O que significa o diagnóstico de “imunodeficiência primária” para a criança?
As perturbações imunitárias podem variar muito em termos de gravidade. Na forma mais grave, a criança está em risco de morrer de uma infecção grave. Neste caso, é preciso agir rapidamente. Portanto, existem imunodeficiências em que se deve efectivamente substituir imediatamente a medula óssea. Portanto, desde 2019, todos os recém-nascidos serão também submetidos a um rastreio para detectar defeitos tão graves no sangue do calcanhar que é extraído. Mais frequentemente, no entanto, uma criança tem simplesmente uma constipação e está doente. É mais susceptível, pode também ter de ir ao hospital para uma pneumonia. Outro sinal é que a criança não ganha peso suficiente ou tem sintomas gastrointestinais, tais como a diarreia crónica mencionada anteriormente. Contudo, não tem de ser sempre a tendência para a infecção em primeiro plano, mas também pode ser alterações do hemograma. A anemia, por exemplo, manifesta-se como falta de ar, ou hemorragia cutânea e hemorragias nasais quando há muito poucas plaquetas. Assim, mesmo na infância, a apresentação clínica é muito diversificada.
Na sua experiência, quais são os maiores desafios em torno da imunodeficiência primária?
Um ponto importante continua a ser a transferência de conhecimentos sobre estas perturbações. Por um lado, isto deve ser comunicado à população em geral. Por outro lado, é também importante informar os prestadores de cuidados primários que este tipo de doença existe. Isto faz sentido especialmente porque existem terapias muito eficazes para as imunodeficiências. Uma abordagem terapêutica importante é a substituição das imunoglobulinas. Esta protecção imunitária deve ser administrada uma e outra vez, porque se decompõe ao longo de algumas semanas. Desta forma, é agora possível controlar ou mesmo prevenir infecções em pacientes que no passado teriam morrido de pneumonia recorrente. Devido às infusões regulares de imunoglobulina, a maioria dos doentes tem uma esperança de vida normal.
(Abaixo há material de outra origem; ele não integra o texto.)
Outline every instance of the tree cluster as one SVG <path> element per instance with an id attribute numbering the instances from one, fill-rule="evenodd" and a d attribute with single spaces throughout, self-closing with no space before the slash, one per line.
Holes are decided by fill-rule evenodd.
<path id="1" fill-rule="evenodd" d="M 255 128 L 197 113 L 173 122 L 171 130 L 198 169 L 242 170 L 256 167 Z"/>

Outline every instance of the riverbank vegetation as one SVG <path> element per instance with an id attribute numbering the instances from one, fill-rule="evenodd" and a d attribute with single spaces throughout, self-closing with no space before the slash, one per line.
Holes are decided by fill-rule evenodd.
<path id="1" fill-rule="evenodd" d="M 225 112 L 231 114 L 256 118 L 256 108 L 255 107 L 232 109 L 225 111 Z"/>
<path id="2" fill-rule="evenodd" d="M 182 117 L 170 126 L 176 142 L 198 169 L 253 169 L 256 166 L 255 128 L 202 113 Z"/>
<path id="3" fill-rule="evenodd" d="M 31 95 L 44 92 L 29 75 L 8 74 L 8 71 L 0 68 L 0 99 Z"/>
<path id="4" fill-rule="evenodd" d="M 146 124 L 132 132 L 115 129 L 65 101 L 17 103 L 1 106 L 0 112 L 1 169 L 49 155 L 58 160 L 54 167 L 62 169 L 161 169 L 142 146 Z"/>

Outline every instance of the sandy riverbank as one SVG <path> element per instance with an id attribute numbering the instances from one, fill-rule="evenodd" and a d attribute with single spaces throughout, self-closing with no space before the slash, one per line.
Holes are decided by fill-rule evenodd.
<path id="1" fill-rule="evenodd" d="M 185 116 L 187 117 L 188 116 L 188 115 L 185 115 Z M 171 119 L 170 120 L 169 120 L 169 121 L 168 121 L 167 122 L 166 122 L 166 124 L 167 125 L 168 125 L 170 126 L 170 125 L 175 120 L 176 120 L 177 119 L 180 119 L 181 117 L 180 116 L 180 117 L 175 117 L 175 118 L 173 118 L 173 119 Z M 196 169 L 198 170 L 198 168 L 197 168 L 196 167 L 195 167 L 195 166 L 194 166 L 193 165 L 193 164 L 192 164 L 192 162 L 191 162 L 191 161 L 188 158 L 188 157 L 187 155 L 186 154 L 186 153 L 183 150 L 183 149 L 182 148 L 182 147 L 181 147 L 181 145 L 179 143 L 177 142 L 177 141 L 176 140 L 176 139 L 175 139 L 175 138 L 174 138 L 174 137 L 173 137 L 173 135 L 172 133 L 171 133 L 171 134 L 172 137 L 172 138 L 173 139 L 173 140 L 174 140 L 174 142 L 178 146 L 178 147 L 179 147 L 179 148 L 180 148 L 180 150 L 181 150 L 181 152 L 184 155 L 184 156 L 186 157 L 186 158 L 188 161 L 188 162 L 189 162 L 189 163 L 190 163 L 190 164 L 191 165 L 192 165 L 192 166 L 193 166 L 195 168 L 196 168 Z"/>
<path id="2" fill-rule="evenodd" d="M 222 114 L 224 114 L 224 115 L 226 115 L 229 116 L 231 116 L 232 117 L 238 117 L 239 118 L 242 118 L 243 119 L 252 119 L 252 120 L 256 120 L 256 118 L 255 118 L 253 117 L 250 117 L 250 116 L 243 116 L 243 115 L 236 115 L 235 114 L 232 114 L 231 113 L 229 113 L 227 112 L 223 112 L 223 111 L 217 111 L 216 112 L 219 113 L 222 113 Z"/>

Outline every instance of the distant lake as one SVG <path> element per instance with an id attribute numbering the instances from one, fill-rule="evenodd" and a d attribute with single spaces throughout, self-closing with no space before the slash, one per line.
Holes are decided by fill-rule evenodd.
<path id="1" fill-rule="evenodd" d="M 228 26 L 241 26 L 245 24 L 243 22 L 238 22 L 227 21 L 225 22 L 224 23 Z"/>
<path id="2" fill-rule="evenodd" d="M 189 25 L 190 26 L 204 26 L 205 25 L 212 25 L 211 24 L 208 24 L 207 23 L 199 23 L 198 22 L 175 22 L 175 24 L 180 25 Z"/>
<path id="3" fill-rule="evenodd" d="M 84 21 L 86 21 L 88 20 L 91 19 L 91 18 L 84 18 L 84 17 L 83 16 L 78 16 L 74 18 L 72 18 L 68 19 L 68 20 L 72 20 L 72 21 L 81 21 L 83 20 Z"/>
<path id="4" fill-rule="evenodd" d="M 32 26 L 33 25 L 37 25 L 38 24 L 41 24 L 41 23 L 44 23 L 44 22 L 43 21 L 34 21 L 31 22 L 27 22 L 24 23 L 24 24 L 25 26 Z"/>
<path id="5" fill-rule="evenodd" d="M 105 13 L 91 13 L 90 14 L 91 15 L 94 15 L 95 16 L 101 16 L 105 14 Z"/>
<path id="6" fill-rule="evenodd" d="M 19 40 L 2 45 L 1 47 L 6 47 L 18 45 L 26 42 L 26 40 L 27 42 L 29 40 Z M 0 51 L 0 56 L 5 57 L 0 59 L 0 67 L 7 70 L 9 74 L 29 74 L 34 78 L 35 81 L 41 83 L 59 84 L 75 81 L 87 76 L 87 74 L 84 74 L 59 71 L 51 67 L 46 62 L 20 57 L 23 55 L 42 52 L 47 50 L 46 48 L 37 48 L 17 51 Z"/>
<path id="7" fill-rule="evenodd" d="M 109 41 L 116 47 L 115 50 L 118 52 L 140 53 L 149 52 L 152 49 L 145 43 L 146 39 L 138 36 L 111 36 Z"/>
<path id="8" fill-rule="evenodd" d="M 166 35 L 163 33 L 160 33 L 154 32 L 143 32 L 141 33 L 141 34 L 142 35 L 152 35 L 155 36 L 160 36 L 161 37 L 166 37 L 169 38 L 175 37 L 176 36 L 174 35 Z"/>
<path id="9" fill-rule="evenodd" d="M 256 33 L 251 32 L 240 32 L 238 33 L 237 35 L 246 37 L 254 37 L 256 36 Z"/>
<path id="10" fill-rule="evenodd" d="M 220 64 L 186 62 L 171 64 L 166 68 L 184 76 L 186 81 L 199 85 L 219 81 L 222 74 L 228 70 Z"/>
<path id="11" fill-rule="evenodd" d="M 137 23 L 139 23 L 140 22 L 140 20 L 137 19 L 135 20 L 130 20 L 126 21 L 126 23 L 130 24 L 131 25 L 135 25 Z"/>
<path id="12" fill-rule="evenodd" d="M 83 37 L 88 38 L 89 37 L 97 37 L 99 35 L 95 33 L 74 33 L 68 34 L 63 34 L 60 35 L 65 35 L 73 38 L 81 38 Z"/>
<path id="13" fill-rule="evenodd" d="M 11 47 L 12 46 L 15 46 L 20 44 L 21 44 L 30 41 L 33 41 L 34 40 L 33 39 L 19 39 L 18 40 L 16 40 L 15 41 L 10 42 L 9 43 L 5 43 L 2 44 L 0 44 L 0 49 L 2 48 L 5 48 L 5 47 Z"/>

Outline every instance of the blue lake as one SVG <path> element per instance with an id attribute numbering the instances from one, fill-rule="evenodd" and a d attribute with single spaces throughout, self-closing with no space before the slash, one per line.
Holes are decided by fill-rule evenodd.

Que mais gostaria de partilhar com pediatras e prestadores de cuidados primários sobre este tópico?
Como mencionado, a biologia do sistema imunitário já é influenciada por tantos genes que é muito provável que as doenças imunitárias sejam também comuns em pediatras e em cuidados primários. “Ele ou ela é algo susceptível”, como as pessoas costumavam dizer, é na verdade apenas a expressão clínica de uma deficiência imunológica que ainda não foi descoberta. Há pacientes que tiveram de esperar 69 anos ou mais desde o primeiro sintoma até que o diagnóstico correcto tenha sido feito e a terapia adequada tenha sido iniciada. Só posso dizer que isto é algo a ter em mente. Os testes de imunodeficiências são simples, baratos e têm um impacto positivo na esperança de vida, bem como na qualidade de vida dos pacientes.
Literatura
Este artigo foi escrito com o apoio financeiro da Takeda Pharma AG.